Secondo un’inchiesta della CNN, alti ufficiali dell’esercito statunitense avrebbero ignorato gli avvertimenti contenuti nei database operativi, che segnalavano come le informazioni di intelligence relative ad alcuni obiettivi iraniani non fossero state aggiornate da anni. Nonostante ciò, avrebbero autorizzato una serie di attacchi, tra cui il bombardamento della scuola elementare femminile Shajareh Tayyebeh di Minab, nel quale, lo scroso 28 febbraio, hanno perso la vita 180 studentesse in età scolare fra i 7 e gli 12 anni, insegnanti e personale scolastico.
Secondo alcune vecchie immagini satellitari, l’edificio che ospitava la scuola risultava incluso all’interno del perimetro del complesso dell’IRGC nel 2013, ma nel 2016 venne separato da una recinzione, diventando di fatto un’istituzione civile chiaramente definita.
Citando tre fonti a conoscenza dei fatti, il servizio afferma che il sistema di sviluppo degli obiettivi del Pentagono generava automaticamente notifiche che richiedevano una nuova verifica dei dati di targeting, ma che tali segnalazioni sarebbero state accantonate dai comandanti, intenzionati ad agire rapidamente all’avvio del conflitto.
Secondo CNN, in sintesi, gran parte delle informazioni di intelligence usate per definire i primi obiettivi del conflitto, compresi i dati sulla struttura dell’IRGC accanto alla scuola, risalirebbe a oltre dieci anni fa, poiché gli analisti non sarebbero riusciti ad aggiornare tutti i fascicoli prima dell’avvio degli attacchi. I siti mobili e quelli considerati a maggiore rischio sarebbero stati aggiornati per primi, lasciando le strutture fisse, come la scuola, in fondo alla lista delle priorità e in gran parte non verificate.

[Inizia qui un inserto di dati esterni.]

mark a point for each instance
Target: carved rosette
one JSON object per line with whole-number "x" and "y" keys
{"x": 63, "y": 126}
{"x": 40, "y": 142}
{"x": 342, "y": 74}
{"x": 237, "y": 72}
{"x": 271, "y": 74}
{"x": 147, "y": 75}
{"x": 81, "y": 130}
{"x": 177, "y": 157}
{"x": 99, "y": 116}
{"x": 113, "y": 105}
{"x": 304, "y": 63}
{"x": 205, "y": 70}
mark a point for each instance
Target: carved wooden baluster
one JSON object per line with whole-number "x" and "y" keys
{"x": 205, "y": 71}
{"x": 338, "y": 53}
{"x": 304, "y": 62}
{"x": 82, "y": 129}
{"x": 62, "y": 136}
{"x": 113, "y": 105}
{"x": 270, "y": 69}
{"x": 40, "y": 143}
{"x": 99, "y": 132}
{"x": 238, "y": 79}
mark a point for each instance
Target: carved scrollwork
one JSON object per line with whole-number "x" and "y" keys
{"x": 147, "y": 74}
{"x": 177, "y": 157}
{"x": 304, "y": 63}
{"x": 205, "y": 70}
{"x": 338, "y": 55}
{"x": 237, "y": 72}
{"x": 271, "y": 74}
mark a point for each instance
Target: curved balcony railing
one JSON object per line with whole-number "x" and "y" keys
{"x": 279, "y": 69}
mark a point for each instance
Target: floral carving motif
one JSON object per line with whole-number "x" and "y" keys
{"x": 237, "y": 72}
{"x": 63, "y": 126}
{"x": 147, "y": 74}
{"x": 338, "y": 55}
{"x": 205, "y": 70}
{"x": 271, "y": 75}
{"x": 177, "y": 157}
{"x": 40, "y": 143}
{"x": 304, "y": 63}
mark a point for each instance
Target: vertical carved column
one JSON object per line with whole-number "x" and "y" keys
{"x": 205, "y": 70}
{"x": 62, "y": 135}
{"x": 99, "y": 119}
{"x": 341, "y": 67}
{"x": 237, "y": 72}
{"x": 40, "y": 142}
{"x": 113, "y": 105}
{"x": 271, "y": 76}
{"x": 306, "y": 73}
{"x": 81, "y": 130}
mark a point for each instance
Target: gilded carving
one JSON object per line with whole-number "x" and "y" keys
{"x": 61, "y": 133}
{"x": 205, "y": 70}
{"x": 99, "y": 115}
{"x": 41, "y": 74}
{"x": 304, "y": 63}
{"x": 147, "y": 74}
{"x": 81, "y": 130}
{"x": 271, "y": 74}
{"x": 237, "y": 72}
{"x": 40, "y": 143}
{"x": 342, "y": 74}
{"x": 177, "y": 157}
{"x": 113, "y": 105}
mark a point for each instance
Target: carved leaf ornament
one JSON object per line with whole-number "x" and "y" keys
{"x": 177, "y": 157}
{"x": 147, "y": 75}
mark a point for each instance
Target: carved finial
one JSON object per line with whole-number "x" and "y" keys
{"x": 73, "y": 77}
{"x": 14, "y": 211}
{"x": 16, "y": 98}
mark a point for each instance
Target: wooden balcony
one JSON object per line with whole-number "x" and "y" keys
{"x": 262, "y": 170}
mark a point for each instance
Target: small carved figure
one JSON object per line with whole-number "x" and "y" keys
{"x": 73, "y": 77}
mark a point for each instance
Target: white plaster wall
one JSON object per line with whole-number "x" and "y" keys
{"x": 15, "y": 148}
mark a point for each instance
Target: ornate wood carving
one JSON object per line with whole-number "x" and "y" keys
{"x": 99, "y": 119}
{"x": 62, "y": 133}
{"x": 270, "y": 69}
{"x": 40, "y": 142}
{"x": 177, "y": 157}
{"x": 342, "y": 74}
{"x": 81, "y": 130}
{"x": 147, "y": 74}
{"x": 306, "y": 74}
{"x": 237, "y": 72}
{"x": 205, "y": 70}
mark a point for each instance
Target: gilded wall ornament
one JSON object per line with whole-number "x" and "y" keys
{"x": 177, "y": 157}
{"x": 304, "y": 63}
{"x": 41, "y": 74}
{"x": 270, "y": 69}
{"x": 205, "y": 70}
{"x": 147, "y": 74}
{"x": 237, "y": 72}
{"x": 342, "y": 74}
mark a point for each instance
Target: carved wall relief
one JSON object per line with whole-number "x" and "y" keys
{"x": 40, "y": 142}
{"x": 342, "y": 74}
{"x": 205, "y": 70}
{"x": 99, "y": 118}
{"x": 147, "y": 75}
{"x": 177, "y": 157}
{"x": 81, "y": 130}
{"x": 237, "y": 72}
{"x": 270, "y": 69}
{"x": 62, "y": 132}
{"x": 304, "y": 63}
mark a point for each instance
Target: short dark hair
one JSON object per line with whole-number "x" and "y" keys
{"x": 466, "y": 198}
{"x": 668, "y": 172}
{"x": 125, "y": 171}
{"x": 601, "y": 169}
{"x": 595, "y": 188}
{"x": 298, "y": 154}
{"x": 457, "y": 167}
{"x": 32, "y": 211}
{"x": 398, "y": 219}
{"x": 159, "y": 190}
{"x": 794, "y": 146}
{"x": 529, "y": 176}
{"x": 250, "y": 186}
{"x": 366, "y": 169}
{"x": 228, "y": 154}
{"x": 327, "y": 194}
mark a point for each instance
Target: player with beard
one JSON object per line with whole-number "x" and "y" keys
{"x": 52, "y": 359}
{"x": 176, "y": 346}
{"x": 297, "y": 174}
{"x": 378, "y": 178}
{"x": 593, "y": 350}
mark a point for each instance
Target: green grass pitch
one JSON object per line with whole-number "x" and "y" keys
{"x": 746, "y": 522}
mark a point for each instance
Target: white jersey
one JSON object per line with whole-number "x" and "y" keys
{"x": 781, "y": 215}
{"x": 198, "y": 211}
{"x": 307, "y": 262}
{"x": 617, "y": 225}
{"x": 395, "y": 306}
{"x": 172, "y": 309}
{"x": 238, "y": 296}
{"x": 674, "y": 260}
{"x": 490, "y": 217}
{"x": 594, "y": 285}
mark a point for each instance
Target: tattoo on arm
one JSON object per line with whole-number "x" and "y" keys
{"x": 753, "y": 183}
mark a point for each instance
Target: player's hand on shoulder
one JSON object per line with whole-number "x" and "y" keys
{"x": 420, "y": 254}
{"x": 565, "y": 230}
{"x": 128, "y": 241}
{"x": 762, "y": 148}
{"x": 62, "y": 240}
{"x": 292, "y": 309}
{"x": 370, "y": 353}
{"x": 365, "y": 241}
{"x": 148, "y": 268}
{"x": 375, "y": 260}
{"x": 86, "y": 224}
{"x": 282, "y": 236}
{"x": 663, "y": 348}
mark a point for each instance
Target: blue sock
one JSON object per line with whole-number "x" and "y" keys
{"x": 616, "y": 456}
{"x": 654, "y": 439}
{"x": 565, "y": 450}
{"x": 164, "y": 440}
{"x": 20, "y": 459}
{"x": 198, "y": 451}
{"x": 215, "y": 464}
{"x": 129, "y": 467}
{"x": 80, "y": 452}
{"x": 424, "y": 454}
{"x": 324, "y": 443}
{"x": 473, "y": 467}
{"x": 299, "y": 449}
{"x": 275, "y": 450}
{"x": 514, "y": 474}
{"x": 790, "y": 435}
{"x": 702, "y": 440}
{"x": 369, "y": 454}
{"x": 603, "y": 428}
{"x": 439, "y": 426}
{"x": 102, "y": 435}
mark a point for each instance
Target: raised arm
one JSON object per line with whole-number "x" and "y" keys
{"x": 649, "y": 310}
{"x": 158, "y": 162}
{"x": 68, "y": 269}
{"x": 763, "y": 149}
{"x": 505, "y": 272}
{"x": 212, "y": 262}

Una delle fonti citate nell’inchiesta ha inoltre riferito che uno strumento di sorveglianza separato aveva rilevato cambiamenti nel complesso, ma che questa segnalazione non sarebbe mai arrivata al database principale di targeting né sarebbe stata trasmessa ai vertici decisionali.
L’inchiesta collega inoltre l’accaduto ai tagli al personale dell’unità per la mitigazione e la risposta ai danni ai civili, disposti dal segretario alla Difesa Pete Hegseth: l’unità in forza al Comando Centrale sarebbe passata da dieci membri a una sola persona.
Un funzionario della Casa Bianca ha dichiarato a CNN che l’indagine sull’attacco è tuttora in corso, ribadendo che gli Stati Uniti non prendono di mira i civili. Hegseth ha promesso una revisione approfondita, mentre il Comando Centrale (CENTCOM) ha rimandato ogni domanda all’inchiesta in corso, senza fornire ulteriori commenti.
Ma, a distanza di mesi dall’attacco, il Pentagono non ha ancora reso pubblici i risultati dell’indagine, mentre il presidente Donald Trump continua a minacciare nuovi attacchi su larga scala contro l’Iran, in parallelo ai negoziati diplomatici in corso.